Kepastian Baru di Akhir Tahun Pajak
Akhir tahun selalu menjadi periode yang padat bagi perusahaan dan bendahara instansi. Selain menyusun laporan keuangan, mereka juga harus memastikan kewajiban perpajakan berjalan tepat waktu. Dalam konteks itulah Direktorat Jenderal Pajak memberikan relaksasi batas waktu pelaporan SPT Masa PPh 21 untuk Masa Pajak Desember 2025 sesuai dengan PENG – 21/PJ.09/2026 tentang Kebijakan perpajakan sehubungan dengan masa transisi implementasi sistem inti administrasi perpajakan dalam rangka penyampaian SPT Masa PPh Pasal 21 masa pajak Desember 2025.
Kebijakan ini memberi ruang tambahan bagi pemotong pajak untuk menyampaikan laporan tanpa terburu waktu. DJP memahami bahwa masa akhir tahun sering menghadirkan beban administrasi yang tinggi. Oleh karena itu, otoritas pajak memilih memberi kelonggaran agar wajib pajak tetap dapat melapor secara benar dan lengkap.
Relaksasi ini tidak menghapus kewajiban. DJP tetap mewajibkan pemotong pajak untuk menyampaikan SPT Masa PPh 21. Namun, DJP memperpanjang tenggat pelaporan agar perusahaan memiliki waktu yang lebih proporsional untuk menyiapkan data.
Mengapa Relaksasi Ini Penting
SPT Masa PPh 21 memuat rincian pemotongan pajak atas gaji, honorarium, tunjangan, dan pembayaran lain kepada pegawai atau bukan pegawai. Setiap bulan, pemberi kerja menghitung, memotong, menyetor, lalu melaporkan pajak tersebut.
Pada Masa Pajak Desember, kompleksitas perhitungan meningkat. Banyak perusahaan melakukan penyesuaian akhir tahun, menghitung kekurangan atau kelebihan potong, serta menyelaraskan data untuk kebutuhan SPT Tahunan. Situasi ini menuntut ketelitian yang tinggi.
Melalui relaksasi batas waktu pelaporan PPh 21, DJP memberi kesempatan agar perusahaan dapat melakukan rekonsiliasi secara lebih akurat. Langkah ini mendorong kualitas pelaporan sekaligus mengurangi potensi kesalahan administratif.
Dampak bagi Perusahaan dan Bendahara
Perusahaan swasta, instansi pemerintah, hingga bendahara pengeluaran akan merasakan dampak langsung dari kebijakan ini. Mereka memperoleh waktu tambahan untuk memeriksa ulang data karyawan, memastikan kesesuaian antara bukti potong dan laporan, serta menyesuaikan perhitungan akhir tahun.
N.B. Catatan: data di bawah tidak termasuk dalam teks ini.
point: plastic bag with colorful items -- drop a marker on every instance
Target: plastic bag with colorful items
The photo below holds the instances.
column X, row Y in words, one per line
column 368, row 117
Kelonggaran ini juga membantu perusahaan yang memiliki jumlah karyawan besar. Proses validasi data sering membutuhkan koordinasi lintas divisi, terutama bagian keuangan dan sumber daya manusia. Dengan tambahan waktu, tim dapat bekerja lebih cermat.
Namun demikian, perusahaan tetap perlu menyetor PPh 21 sesuai jadwal yang berlaku. Relaksasi ini menyasar aspek pelaporan, bukan penyetoran. Karena itu, pemotong pajak tetap harus disiplin dalam memenuhi kewajiban pembayaran.
Tetap Jaga Kepatuhan
Relaksasi bukan berarti pelonggaran tanggung jawab. DJP tetap menekankan kepatuhan formal dan material. Wajib pajak harus memastikan bahwa perhitungan pajak benar, penyetoran tepat waktu, dan pelaporan sesuai ketentuan terbaru.
Langkah DJP ini mencerminkan pendekatan yang adaptif. Otoritas pajak berusaha menjaga keseimbangan antara kepastian hukum dan kemudahan administrasi. Ketika beban administrasi meningkat, DJP merespons dengan kebijakan yang proporsional.
Bagi perusahaan, momen ini sebaiknya dimanfaatkan untuk memperbaiki sistem administrasi pajak. Evaluasi proses internal, perbarui data pegawai, dan pastikan seluruh bukti potong tersimpan rapi. Dengan begitu, perusahaan dapat memasuki tahun pajak berikutnya dengan fondasi yang lebih kuat.